Apropos Literatur! Wenn ihr ein gutes und recht übersichtliches Lehrbuch für die mündliche Prüfung sucht, dann empfehle ich euch folgendes Lehrbuch:
Facharztwissen Psychiatrie, Psychosomatik und Psychotherapie von Frank Schneider
FAZIT
POSITIV
(+) Guter und freundschaftlicher Umgang mit PJlern
(+) Gutes Klima und gute Kommunikation zwischen Medizinern und Pflegepersonal
(+) Interdisziplinäres Team insbesondere in den Patientenvisiten
(+) PJ-Lehre und Weiterbildung wird ernst genommen
(+) Interessantes Patientenspektrum
(+) Weites Aufgabenfeld wird angeboten (Du bist nicht nur zur Blutentnahme da!)

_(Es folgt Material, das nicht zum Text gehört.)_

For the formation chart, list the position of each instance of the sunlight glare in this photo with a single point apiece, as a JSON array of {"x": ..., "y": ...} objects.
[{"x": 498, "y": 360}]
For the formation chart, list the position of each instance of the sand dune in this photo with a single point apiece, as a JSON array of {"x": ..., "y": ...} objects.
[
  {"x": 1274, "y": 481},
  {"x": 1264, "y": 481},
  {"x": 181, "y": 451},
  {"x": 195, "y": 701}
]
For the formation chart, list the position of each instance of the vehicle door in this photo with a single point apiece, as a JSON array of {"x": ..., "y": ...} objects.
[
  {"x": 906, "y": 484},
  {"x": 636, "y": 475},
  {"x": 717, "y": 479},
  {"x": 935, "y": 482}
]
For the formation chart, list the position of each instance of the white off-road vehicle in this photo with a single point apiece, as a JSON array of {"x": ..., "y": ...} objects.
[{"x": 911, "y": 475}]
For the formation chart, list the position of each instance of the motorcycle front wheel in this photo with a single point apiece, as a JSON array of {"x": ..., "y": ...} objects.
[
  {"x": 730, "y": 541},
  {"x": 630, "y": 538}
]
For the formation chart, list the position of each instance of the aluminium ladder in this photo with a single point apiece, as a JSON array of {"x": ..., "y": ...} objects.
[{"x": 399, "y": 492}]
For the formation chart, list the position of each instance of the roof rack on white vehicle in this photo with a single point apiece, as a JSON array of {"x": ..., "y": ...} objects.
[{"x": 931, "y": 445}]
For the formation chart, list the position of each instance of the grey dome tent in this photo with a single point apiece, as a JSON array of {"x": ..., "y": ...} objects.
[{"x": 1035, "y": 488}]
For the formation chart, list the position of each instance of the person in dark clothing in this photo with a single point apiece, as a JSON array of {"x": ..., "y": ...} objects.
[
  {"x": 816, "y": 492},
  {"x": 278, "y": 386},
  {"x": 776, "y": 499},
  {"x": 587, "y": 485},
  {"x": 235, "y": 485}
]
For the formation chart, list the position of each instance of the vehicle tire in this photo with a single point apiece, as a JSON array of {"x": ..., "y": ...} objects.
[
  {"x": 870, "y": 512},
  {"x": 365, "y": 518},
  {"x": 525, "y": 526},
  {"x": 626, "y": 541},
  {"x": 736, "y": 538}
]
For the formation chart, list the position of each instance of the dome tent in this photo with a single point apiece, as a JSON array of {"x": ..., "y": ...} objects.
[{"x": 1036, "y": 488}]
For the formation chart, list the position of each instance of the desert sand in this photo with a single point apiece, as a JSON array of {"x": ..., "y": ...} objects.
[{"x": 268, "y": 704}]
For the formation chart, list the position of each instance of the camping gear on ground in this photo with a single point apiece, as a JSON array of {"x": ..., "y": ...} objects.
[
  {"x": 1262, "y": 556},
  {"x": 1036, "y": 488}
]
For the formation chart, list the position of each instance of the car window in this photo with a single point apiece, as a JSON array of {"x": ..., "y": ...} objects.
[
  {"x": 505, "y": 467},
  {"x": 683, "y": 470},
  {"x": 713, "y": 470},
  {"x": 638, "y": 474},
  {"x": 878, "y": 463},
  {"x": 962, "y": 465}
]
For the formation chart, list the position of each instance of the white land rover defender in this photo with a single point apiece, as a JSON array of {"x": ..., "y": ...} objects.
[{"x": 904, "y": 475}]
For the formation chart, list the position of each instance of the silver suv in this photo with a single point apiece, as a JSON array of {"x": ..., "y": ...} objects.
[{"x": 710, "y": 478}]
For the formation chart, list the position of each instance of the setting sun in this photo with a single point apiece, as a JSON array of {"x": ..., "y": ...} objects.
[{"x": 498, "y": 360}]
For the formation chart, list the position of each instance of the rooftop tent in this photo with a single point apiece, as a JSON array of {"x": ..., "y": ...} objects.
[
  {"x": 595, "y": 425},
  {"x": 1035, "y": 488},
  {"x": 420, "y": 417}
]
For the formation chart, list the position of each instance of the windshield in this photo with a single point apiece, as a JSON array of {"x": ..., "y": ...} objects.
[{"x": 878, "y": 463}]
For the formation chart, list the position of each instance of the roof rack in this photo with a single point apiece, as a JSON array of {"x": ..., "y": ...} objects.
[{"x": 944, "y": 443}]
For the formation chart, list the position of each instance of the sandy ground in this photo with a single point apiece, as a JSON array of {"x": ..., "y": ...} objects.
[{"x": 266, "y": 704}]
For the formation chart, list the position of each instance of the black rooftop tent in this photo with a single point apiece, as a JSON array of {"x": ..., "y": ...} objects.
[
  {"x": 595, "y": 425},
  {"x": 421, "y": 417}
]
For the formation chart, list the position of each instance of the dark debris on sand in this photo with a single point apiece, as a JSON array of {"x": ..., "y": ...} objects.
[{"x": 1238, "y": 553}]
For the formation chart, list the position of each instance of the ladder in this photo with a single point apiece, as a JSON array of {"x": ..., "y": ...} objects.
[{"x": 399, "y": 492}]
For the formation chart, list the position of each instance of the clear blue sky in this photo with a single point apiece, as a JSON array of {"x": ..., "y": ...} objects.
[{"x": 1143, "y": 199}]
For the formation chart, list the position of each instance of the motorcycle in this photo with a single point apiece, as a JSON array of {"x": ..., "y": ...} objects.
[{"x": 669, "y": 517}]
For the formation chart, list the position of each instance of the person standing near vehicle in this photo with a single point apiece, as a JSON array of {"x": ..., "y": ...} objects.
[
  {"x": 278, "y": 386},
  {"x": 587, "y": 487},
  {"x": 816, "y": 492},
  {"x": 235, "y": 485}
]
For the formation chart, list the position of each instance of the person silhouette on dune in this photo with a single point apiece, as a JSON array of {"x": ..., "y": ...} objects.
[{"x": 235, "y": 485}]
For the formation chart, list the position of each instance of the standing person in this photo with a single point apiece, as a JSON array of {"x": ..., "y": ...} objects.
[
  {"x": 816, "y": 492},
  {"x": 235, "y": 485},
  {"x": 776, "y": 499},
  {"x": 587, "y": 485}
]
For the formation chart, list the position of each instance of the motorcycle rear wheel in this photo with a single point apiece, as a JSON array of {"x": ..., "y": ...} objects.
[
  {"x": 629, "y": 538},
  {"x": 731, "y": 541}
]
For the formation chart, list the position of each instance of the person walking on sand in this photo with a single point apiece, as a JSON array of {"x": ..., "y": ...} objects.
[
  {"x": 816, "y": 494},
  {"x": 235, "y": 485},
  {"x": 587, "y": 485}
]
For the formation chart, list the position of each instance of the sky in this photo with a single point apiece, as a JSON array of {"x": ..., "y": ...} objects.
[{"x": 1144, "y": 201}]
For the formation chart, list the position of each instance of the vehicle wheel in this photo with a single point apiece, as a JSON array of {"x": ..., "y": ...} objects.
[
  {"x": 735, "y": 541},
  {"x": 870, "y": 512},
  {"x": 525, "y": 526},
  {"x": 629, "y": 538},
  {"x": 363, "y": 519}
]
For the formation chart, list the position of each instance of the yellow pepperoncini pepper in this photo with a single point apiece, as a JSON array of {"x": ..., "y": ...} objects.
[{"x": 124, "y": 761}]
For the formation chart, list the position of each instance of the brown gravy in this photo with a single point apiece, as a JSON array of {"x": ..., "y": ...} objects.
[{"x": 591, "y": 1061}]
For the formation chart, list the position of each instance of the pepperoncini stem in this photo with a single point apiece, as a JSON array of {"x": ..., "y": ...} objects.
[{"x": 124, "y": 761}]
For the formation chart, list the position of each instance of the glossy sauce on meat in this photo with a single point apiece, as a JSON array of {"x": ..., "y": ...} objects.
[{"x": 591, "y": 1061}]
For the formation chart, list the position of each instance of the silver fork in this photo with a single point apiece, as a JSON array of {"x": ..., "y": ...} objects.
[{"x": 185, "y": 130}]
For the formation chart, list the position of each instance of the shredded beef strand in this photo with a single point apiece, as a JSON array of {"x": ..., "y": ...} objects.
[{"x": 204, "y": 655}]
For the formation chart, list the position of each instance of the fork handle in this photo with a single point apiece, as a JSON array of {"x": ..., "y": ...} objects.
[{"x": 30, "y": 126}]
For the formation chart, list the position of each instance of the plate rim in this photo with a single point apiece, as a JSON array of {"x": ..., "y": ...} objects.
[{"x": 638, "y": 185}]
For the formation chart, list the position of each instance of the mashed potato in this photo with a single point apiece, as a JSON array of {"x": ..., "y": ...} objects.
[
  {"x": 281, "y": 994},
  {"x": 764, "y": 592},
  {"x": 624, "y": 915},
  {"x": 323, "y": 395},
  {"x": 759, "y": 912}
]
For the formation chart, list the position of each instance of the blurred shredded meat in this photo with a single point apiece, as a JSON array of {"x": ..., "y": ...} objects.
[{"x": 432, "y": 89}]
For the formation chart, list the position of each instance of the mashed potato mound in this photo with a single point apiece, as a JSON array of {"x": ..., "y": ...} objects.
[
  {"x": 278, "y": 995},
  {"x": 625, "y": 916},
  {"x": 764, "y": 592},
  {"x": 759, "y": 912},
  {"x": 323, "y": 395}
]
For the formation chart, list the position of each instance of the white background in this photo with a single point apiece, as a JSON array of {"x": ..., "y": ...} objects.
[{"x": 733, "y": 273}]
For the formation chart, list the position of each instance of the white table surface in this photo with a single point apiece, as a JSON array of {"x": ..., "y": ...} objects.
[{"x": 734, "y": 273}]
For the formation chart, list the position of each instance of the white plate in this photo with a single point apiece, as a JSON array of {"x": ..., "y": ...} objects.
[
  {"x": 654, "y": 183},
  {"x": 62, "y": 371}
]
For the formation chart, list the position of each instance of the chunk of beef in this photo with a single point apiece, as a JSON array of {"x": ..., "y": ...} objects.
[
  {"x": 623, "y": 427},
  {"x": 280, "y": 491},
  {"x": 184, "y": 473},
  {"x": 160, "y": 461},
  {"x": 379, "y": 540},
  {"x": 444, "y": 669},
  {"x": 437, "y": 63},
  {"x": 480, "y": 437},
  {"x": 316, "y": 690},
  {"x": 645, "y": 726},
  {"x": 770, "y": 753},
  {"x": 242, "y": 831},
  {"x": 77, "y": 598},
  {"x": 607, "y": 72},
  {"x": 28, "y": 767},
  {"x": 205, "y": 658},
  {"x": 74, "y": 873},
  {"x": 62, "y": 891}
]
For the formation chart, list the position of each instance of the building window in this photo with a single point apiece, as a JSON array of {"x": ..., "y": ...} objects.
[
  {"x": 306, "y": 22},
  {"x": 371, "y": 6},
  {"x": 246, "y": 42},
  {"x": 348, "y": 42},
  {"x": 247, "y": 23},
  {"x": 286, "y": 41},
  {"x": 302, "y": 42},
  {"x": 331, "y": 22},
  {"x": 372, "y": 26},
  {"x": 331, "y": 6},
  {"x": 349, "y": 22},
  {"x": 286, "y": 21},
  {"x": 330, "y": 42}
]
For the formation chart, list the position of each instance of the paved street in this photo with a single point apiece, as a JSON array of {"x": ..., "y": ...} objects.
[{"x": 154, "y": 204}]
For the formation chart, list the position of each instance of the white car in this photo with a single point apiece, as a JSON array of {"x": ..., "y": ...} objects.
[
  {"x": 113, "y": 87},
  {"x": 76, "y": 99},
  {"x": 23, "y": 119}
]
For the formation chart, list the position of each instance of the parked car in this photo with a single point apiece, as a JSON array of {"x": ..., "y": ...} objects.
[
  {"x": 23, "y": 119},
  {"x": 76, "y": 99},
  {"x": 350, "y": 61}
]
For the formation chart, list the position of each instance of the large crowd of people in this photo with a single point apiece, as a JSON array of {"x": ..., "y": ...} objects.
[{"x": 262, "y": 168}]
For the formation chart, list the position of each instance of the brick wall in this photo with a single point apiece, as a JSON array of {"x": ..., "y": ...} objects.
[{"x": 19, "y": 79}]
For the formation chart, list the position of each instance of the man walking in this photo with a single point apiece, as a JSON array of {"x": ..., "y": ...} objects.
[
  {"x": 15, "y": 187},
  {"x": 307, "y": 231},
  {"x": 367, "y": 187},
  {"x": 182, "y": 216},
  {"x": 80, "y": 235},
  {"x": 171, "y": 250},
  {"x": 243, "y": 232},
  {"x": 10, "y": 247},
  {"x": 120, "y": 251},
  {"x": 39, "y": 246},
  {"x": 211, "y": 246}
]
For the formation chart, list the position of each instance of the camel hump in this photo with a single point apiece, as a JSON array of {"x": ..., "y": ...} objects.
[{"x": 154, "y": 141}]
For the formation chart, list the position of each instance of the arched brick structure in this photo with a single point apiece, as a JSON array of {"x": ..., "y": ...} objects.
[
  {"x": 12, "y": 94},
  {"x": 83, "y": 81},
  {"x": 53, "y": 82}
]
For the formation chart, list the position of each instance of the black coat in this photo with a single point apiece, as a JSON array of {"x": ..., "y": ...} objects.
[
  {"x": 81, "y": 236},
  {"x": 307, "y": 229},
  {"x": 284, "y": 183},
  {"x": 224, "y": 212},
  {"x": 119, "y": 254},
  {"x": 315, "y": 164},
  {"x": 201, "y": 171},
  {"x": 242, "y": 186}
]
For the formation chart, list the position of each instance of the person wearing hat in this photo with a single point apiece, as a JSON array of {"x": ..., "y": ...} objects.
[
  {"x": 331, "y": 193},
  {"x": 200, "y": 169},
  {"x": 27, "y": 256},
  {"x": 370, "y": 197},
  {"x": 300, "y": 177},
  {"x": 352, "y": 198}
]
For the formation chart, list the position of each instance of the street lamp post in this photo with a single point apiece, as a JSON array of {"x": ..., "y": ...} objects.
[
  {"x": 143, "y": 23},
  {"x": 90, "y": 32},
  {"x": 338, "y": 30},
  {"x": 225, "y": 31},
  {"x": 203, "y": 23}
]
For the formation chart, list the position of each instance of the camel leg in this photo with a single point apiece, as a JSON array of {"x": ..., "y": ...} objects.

(+) Ihr dürft rotieren! (Gerontopsychiatrie, Suchtabteilung, Allgemeinpsychiatrie)
(+) Bei der Bewerbung dürft ihr eure Präferenzen angeben also da wo ihr eingesetzt werden möchtet. I.d.R werden eure Wünsche beachtet.
(+) Seit kurzem besitzt der Pjler einen Intranet-Zugang zu Medico! Hierdurch könnt ihr
problemlos an jedem Computer eure Dokumentationen, sowie eure Aufnahmeberichte verfassen!
Negativ
(-) Der einzig negative Aspekt der mir hier spontan einfällt ist, dass einfach ein Computer oder Laptop für den Pjler fehlt. Wenn mal alle Computer (was selten passierte) besetzt waren, dann gab es keine Möglichkeiten für die Dokumentationen oder der Anfertigung der Arztbriefe.
(-) Der Anfahrtsweg könnte erschwert sein, wenn die Stammstrecke mal dicht macht!